There is one way in which $700 bn can be used to just stop all this in its track. The average price of a US home is about $200,000. So, $700 bn can buy 3.5mn homes. There is an inventory of 4.7mn homes in the US currently - a 11 month supply at current sale pace. If I remember correctly, 5-6 months of inventory is considered more normal. So, if the US Treasury were to indeed take 3.5mn homes off the market, in one fell swoop it would have taken care of the inventory overhang depressing house prices. As US house price stabilize, investors can then better calculate the value of a mortgage backed security and all the other alphabet soups (CDO etc). You might indeed have a rush to buy these distressed securities.

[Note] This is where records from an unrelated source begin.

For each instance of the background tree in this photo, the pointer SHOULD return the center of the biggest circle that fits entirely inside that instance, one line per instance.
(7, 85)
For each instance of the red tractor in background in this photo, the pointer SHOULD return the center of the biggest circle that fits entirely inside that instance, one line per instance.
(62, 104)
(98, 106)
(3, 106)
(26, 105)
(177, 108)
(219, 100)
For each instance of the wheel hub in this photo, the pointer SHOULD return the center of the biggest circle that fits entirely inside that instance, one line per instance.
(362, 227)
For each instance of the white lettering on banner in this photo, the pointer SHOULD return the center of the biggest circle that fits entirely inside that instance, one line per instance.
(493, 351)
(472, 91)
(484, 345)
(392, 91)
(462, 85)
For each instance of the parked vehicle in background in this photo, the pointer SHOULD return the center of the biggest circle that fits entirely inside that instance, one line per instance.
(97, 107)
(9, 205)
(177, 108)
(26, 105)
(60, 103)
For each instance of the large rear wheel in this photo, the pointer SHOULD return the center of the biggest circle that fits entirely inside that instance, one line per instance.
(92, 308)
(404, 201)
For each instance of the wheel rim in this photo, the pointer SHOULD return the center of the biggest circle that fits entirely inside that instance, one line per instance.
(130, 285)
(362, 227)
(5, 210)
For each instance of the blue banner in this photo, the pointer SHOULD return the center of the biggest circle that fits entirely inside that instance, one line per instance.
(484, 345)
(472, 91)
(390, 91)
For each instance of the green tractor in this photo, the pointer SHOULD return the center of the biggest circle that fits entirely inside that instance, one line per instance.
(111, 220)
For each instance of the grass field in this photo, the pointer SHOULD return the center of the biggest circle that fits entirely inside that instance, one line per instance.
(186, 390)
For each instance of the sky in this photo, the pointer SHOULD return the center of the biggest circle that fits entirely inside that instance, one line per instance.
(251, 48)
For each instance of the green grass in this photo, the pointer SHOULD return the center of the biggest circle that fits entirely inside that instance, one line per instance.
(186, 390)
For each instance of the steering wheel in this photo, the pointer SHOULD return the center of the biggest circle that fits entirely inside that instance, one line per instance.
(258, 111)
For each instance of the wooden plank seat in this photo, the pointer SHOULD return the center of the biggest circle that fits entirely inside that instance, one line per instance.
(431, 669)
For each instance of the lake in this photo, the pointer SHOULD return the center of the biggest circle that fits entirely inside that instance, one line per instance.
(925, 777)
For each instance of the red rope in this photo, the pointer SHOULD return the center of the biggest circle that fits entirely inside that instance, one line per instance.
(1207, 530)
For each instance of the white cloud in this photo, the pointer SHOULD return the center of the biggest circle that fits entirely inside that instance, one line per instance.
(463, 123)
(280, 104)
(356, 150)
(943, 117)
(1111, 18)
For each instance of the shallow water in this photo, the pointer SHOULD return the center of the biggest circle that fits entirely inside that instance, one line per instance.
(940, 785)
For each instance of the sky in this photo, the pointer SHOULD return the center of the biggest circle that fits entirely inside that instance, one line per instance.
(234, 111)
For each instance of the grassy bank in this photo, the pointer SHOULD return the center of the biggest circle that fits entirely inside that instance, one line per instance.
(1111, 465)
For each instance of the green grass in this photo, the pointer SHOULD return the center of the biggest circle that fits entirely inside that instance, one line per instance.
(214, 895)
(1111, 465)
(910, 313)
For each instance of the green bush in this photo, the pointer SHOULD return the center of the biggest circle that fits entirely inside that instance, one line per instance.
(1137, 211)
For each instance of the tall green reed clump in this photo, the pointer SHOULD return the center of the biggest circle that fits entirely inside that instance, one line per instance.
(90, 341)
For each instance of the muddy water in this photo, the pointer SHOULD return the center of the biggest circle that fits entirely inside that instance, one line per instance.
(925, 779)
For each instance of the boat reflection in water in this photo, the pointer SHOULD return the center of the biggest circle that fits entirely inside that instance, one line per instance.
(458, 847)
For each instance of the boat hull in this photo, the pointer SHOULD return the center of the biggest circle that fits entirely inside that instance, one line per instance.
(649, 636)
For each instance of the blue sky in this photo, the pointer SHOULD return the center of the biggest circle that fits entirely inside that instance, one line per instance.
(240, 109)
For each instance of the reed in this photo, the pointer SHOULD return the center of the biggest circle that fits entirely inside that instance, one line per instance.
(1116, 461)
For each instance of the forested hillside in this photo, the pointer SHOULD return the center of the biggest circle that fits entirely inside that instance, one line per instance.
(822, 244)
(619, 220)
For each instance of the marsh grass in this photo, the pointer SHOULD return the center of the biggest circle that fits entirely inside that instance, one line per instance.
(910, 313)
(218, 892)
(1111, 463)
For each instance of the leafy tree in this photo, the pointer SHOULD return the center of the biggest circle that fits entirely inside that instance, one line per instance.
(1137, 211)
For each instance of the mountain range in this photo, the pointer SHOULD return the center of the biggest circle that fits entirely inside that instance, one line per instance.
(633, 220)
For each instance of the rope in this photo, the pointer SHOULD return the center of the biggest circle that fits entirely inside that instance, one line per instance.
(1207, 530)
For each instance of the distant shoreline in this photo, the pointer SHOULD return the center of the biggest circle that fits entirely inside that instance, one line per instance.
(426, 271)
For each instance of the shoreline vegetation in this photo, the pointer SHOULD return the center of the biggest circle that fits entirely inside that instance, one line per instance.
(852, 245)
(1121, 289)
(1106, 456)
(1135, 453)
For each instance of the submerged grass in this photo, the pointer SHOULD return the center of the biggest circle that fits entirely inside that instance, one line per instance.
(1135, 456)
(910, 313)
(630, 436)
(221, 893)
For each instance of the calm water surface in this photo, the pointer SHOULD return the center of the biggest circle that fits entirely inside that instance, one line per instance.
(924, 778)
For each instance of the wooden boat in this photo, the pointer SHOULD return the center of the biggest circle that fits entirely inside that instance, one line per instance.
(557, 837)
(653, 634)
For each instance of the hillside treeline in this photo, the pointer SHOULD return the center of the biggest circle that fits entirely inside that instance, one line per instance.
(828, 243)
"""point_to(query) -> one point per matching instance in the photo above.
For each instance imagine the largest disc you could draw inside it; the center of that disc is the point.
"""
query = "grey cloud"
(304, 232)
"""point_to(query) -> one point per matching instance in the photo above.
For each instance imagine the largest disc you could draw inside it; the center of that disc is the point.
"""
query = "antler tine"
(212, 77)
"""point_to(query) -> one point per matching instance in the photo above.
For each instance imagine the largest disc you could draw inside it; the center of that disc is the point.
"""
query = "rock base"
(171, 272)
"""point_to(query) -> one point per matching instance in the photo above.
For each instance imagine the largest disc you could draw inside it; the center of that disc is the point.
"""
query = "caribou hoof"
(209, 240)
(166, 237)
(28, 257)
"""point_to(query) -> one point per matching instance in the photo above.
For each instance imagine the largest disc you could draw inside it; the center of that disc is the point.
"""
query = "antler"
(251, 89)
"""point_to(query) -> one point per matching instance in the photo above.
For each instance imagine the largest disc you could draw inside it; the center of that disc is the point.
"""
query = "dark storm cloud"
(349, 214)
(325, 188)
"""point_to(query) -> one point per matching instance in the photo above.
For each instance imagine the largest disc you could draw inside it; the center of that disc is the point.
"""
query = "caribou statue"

Now this is going to massively distort the markets in unforeseen ways for sure. But who knows what the current plan ends up doing? The job is to use $700bn to stabilize the financial system, and I can't figure out how buying MBS and CDO's will encourage banks to lend, if real estate prices keep falling because of the inventory overhang.
People are talking about nationalizing banking - why not nationalize housing?
The entire problem lies in the way inflation is defined. If one were to include asset price inflation in calculating inflation, Fed would have been forced to raise rates much earlier in 2003-2004, which would have prevented this huge housing boom.